Opeikin, der die BSFF gemeinsam mit Mitstreitern im August 2020 nach den umstrittenen Präsidentschaftswahlen in Belarus, zu deren Sieger sich Lukaschenko erklärt hatte, gründete sagt, er verstehe die "sehr schwierige Situation", in der sich die IIHF befinde. Er glaube jedoch, dass dem Dachverband letztlich keine andere Wahl bleiben werde, als Belarus die WM zu entziehen. Dafür macht sich auch die im Exil lebende Oppositionsführerin Sviatlana Tsikhanouskaya stark und dankte der IIHF auf Twitter dafür, dass sie "uns gehört" habe. "Wir bitten den IIHF-Rat um Entschlossenheit in dieser Angelegenheit", fordert die Menschenrechtsaktivistin. 

"Nach allem,was wir wissen, sind sich die Mitglieder des IIHF-Rates im klaren darüber, dass die Organisation der WM in Belarus in dieser Situation unmöglich ist", sagt Opeikin. "Sie suchen nach Alternativen. Wir verstehen, dass dies ein Prozess ist [...] und jetzt suchen sie einfach nach einer optimalen Lösung." Die IIHF hat bislang nicht verkündet, wann genau die endgültige Entscheidung bekannt gegeben werden soll. Laut Vizepräsident Bob Nicholson aus Kanada solle diese aber "wahrscheinlich im Januar" getroffen werden. "Wir werden weiterhin beobachten, was passiert", sagte er dem Bob McCown Podcast. "Diese Situation in Belarus, eine politische Situation, dauert immer noch an, auf allen Seiten lastet Druck. Sogar eine Verschiebung der Weltmeisterschaft ist in dieser Situation schwierig. Deshalb müssen wir sehen, welche Optionen es gibt", sagte Nicholson.
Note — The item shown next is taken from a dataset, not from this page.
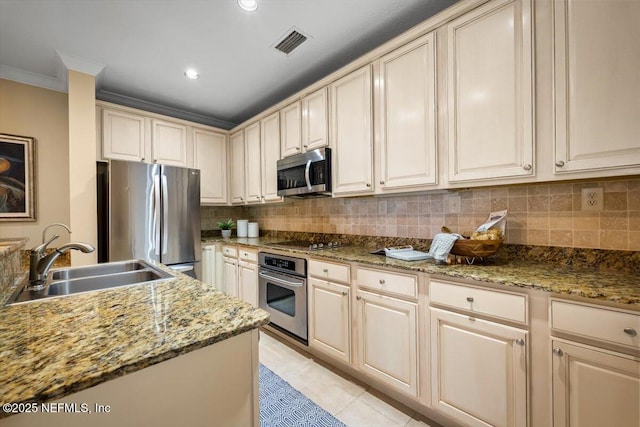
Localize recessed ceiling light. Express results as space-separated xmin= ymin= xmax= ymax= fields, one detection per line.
xmin=184 ymin=68 xmax=200 ymax=80
xmin=238 ymin=0 xmax=258 ymax=12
Ein für Dienstag (8. Dezember) geplantes Treffen von Lukaschenko und IIHF-Präsident Rene Fasel musste wegen eines positiven Corona-Tests des Schweizers kurzfristig abgesagt werden. Kurz zuvor hatte das Internationale Olympische Komitee den Ausschluss Lukaschenkos von allen olympischen Aktivitäten, inkl. der Sommerspiele in Tokio, verkündet. 

Weißrussland I Sergej Lawrow zu Besuch in Minsk, mit Wladimir Makej und Lukaschenko
Alexander Lukaschenko (r.) mit Russlands Außenminister Sergej LawrowBild: Nikolai Petrov/BelTA/Handout/REUTERS

Eine alleinige Ausrichtung durch Co.-Gastgeber Lettland ist wohl kaum möglich, da derzeit mit der Arena in der Hauptstadt Riga nur eine einzige die WM-Anforderungen der IIHF erfüllt. Als möglicher Ersatz-Co-Gastgeber hat sich offenbar bereits Russland ins Gespräch gebracht. Hier ergäben sich aber ganz andere Probleme: Die von der Welt-Anti-Doping-Agentur (WADA) verhängte Sperre wegen des russischen Staatsdopings könnte vom internationalen Sportgerichtshof (CAS) noch vor der WM 2021 bestätigt werden. Ein Urteil über die Berufung Russlands wird bis Ende dieses Jahres erwartet.

Im litauischen Exil

Ob, wann und wo die Eishockey-WM 2021 stattfinden wird, ist momentan unklar. Alexander Opeikin und Aliaksandra Herasimenia arbeiten derweil in einem Büro in der litauischen Hauptstadt Vilnius weite -  die BSSF will in Zukunft auch Athleten unterstützen, die in Belarus politisch verfolgt werden oder denen die Verfolgung droht. Beide sind zu ihrer eigenen Sicherheit ins Exil nach Litauen gegangen. Ihre Familien haben sie zurückgelassen. 

Belarus I Proteste in Minsk
Demonstranten und Polizeikräfte stehen sich in der belarussischen Hauptstadt Minsk gegenüberBild: AP/picture alliance

Herasimenia, deren Vater kürzlich verhaftet wurde, sagt, sie könne nicht schweigen während ihre Mitbürger leiden. "Wenn du siehst, wie dein Volk geschlagen wird, wie dein Volk verhaftet wird, wenn deine Familie unsicher ist, dann können wir nicht feiern", sagte die Schwimmerin, die bei den Olympischen Spielen 2012 in London zwei Silbermedaillen gewann. "Die Weltmeisterschaft ist ein Fest für alle Menschen. Aber wie können wir in unserem Land feiern, wenn wir jeden Tag die Gewalt sehen?"